A Short Guide to writing server-side CGI programs in C++
When a C++ program runs on the web server, it's called a "CGI" program. CGI stands for "Common Gateway Interface"...which frankly means as little to me as it probably does to you! You can write CGI programs in almost any language - PHP being a common choice. However, this article is about CGI's written in C++.
Starting a CGI program
Running a CGI program is just like accessing a URL for an HTML page.
<a href="http://www.sjbaker.org/cgi-bin/cgitest.cgi"> Run my program </a>
...when you click on "Run my program", the Apache server runs the program. Easy as that!
The HREF field is set to what looks a lot like a regular URL. This URL is a little special:
- Firstly, the path is in the "cgi-bin" directory. It's technically possible to put CGI executables anywhere on the web site - but there is a severe security issue here. If the client could give the file name of any executable program anywhere - then any idiot on the web could run any bit of software on your server!! To protect against that, the "Apache" HTTP server can limit where CGI programs must be saved...and typically, that's a directory called "cgi-bin". Whatever program(s) you put there can (in principle) be run by any idiot on the web with any data going into it - so be super-mega-careful.
- Secondly, the file has the ".cgi" extension.
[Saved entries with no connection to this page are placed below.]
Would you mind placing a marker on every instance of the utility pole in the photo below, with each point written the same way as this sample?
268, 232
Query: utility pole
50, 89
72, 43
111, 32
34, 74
On a Linux server, executables typically have no extension and on Windows it's ".exe" - but CGI progams use ".cgi" as a way to remind users that this URL isn't a simple web page! You can use other extensions for scripts in other languages - but stick with ".cgi" for C++ executables.
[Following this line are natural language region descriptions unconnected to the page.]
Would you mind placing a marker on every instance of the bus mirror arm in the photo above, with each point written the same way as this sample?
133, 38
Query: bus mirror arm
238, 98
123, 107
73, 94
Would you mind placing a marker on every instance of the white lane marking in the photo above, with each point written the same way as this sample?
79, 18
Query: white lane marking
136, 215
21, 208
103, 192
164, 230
However, this approach doesn't allow you to pass input into the script - for that we need a <form>...
A typical HTML snippet to invoke a CGI program would be:
<form method="POST" action="http://www.sjbaker.org/cgi-bin/cgitest.cgi"> <input type="text" name="myTextField" value="" size="20" /> <input type="submit" name="mySubmitButton" value="Run CGI!" /> </form>
The form sets the 'method' to "POST". It could alternatively be set to "PUT". The difference is that "PUT" passes the data to the CGI program on the command-line where "POST" passes it into the 'standard input' of the C++ program. "POST" is generally better than "PUT" for lots of complicated reasons - so we'll stick to "POST" for this tutorial. The 'action' field of the form is set to the URL just as in the last example.
- The two <input> sections both have a 'type' - which identifies what kind of widget you get - there are lots of choices.
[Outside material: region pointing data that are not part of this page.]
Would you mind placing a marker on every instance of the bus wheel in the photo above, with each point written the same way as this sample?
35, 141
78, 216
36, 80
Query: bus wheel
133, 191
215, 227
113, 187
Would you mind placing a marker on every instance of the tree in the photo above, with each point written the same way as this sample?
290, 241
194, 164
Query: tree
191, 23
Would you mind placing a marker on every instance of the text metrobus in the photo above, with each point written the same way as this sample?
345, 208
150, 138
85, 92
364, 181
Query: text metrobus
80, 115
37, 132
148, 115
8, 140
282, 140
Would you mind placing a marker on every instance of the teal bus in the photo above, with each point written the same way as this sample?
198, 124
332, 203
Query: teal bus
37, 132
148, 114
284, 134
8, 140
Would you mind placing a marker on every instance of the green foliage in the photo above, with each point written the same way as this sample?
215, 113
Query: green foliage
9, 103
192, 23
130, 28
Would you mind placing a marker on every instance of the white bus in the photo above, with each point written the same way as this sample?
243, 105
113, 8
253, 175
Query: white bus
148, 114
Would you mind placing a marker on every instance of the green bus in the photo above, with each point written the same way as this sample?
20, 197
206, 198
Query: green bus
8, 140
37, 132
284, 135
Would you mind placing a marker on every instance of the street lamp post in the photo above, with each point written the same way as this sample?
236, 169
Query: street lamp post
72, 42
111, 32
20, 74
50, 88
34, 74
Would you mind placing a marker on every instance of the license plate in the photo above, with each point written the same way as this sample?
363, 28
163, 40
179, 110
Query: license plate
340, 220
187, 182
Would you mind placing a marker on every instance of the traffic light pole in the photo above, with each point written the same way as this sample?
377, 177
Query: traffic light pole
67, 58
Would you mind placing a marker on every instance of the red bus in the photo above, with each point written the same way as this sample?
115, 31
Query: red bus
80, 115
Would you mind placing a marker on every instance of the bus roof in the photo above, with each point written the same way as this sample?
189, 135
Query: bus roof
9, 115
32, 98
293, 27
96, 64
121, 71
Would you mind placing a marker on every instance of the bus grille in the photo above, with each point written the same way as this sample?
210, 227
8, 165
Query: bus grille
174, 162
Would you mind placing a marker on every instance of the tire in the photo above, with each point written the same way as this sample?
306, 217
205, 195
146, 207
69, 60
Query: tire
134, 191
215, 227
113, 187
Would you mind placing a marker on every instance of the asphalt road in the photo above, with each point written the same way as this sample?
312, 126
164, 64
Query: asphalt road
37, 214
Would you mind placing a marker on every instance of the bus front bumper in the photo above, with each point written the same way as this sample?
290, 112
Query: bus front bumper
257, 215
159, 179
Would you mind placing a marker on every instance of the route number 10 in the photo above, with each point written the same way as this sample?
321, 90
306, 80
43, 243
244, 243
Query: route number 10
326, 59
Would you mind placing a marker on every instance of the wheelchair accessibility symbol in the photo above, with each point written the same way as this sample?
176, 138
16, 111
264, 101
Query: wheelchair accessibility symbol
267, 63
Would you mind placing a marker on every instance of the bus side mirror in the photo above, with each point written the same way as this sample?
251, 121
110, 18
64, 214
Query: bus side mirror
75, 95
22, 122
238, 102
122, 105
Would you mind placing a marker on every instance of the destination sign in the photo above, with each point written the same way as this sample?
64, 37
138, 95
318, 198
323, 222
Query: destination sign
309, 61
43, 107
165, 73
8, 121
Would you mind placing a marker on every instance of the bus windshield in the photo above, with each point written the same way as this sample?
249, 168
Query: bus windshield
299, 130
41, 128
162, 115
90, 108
- They both have a 'name' - which will be sent to the CGI program to say which data belongs to which input widget.
- They both have a 'value' field - which is what will be sent to the CGI as data. In the case of the "text" widget, the value is overwritten by whatever the user types. In the 'submit' widget, it's the label displayed on the widget - AND it's sent up to the server.
- The text input widget also has a 'size' field which sets how wide the widget is in characters.
The second input section says that the type is a 'submit' button - it's just like a type="button" widget except that it can be invoked by hitting the return key - and it has the magical property of causing the form data to be shipped off to the server to be stuffed into the CGI program when you click on it.
What happens next?
When you hit the submit button, the server will start the CGI program and bundle up the 'name' and 'value' fields from all of the input widgets into one gigantic string which your C++ CGI program can read like this:
char formInput [ 1024 ] ; getline ( cin, formInput, 1024 ) ;
(Assuming all of the user input fits into 1023 characters).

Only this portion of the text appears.